08/06/2010 08:16 pm ET Updated Dec 06, 2017

Bank Of America, JPMorgan Chase Fail To Repeat Perfect Quarter

The nation's two biggest banks sustained trading losses during several days last quarter, failing to repeat their perfect performance during the year's first three months, regulatory documents filed Friday show.

Bank of America, the largest U.S. bank by assets, recorded losses on 12 of 63 trading days in the three-month period ending in June, according to the lender's quarterly filing with the Securities and Exchange Commission.

JPMorgan Chase, the second-largest lender by assets, lost money off trading on eight of 65 days last quarter, its filing shows.

The two financial behemoths' falls from trading perfection had not been unexpected. Neither bank had ever recorded a perfect quarter before Q1 of 2010, and the volatility of the past quarter coupled with inconsistent economic indicators reflecting a shaky recovery resulted in "less favorable market conditions," as Bank of America put it, this time around.

Still, traders at the nation's two largest banks turned in solid performances.

Bank of America's traders generated profits every four out of five days. On 37 of the 63 trading days, roughly 60 percent of the time, the lender's money movers produced profits exceeding $25 million. Their worst day led to a $102 million loss, the bank's quarterly filing shows. That was one of the lender's three worst trading days of the past year, according to its filing.

For comparison's sake, BofA traders made more than $25 million daily for 95 percent of the previous quarter's 61 days. They exceeded $75 million in trading profits at a clip of about every seven out of 10 days, SEC filings show.

JPMorgan Chase's traders were a little bit better last quarter than Bank of America's, generating profits nearly every nine days out of 10. Though the firm didn't detail its trading prowess during the second quarter -- instead showing results through the year's first six months -- JPMorgan did disclose that it turned an average profit of $95 million per day during the first six months of 2010, down slightly from the $118-million average it sustained during the first three months of the year.

The financial overhaul bill signed into law last month is expected to crimp banks' trading profits as legislators sought to force banks to trade less and concentrate more on lending. The degree to which that will occur will largely be up to regulators, who will spend the next several years writing and implementing rules that could significantly change the way megabanks make money.

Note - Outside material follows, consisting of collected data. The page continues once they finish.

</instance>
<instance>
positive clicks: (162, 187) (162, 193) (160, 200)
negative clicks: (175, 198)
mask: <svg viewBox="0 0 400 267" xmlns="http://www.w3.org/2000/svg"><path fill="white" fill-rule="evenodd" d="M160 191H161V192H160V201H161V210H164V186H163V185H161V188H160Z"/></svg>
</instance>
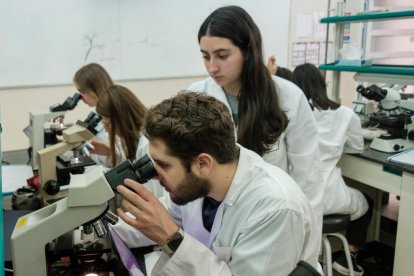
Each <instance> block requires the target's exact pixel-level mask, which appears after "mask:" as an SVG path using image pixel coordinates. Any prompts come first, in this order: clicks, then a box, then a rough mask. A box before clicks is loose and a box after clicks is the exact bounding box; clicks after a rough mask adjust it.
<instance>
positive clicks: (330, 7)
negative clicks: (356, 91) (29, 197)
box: [281, 0, 363, 106]
mask: <svg viewBox="0 0 414 276" xmlns="http://www.w3.org/2000/svg"><path fill="white" fill-rule="evenodd" d="M328 2H329V0H319V1H308V0H292V2H291V12H290V14H291V16H290V35H289V45H290V47H289V57H288V60H289V63H288V64H281V65H282V66H288V67H289V68H291V69H294V66H292V49H293V48H292V45H293V44H294V43H295V42H303V43H309V42H322V41H325V39H322V38H321V37H318V36H317V35H314V36H311V37H308V38H300V37H299V38H298V37H297V24H298V17H300V16H301V15H304V14H305V15H306V14H313V15H317V14H322V15H323V17H326V16H327V13H328ZM337 2H341V1H339V0H330V13H331V15H332V16H333V15H334V14H335V12H336V3H337ZM362 3H363V0H352V1H347V3H346V12H353V13H355V12H357V11H361V10H362ZM322 25H323V28H325V29H326V24H322ZM317 27H318V26H317V24H315V25H314V28H317ZM351 27H352V29H351V39H352V41H353V42H354V43H357V44H358V43H359V40H360V37H361V34H360V26H355V25H354V26H351ZM314 33H316V32H314ZM329 41H332V42H333V41H334V24H330V26H329ZM328 53H329V55H328V63H329V62H332V61H333V60H332V59H333V55H331V52H330V51H328ZM353 76H354V73H352V72H342V73H341V82H340V100H341V104H343V105H346V106H351V104H352V101H353V100H355V99H356V98H357V92H356V91H355V88H356V86H357V83H356V82H355V81H354V79H353ZM326 81H327V85H328V95H332V93H333V91H332V88H331V83H332V73H331V72H330V71H328V72H326Z"/></svg>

As for the nation's next four largest banks, Goldman Sachs and Morgan Stanley have yet to file their quarterly reports with the SEC. Citigroup filed on Friday, but it doesn't reveal details of its trading operations. Wells Fargo hasn't filed yet either, but like Citigroup it typically doesn't disclose such details.

Like BofA and JPMorgan, Goldman Sachs recorded zero days of trading losses during the first quarter, SEC filings show. Goldman is likewise expected to have missed the perfect mark this past quarter.

The six biggest banks in the U.S. each have more than $800 billion in assets, according to regulatory documents filed with the Federal Reserve. The seventh-largest, MetLife Inc., was about $250 billion smaller, first-quarter Federal Reserve filings show.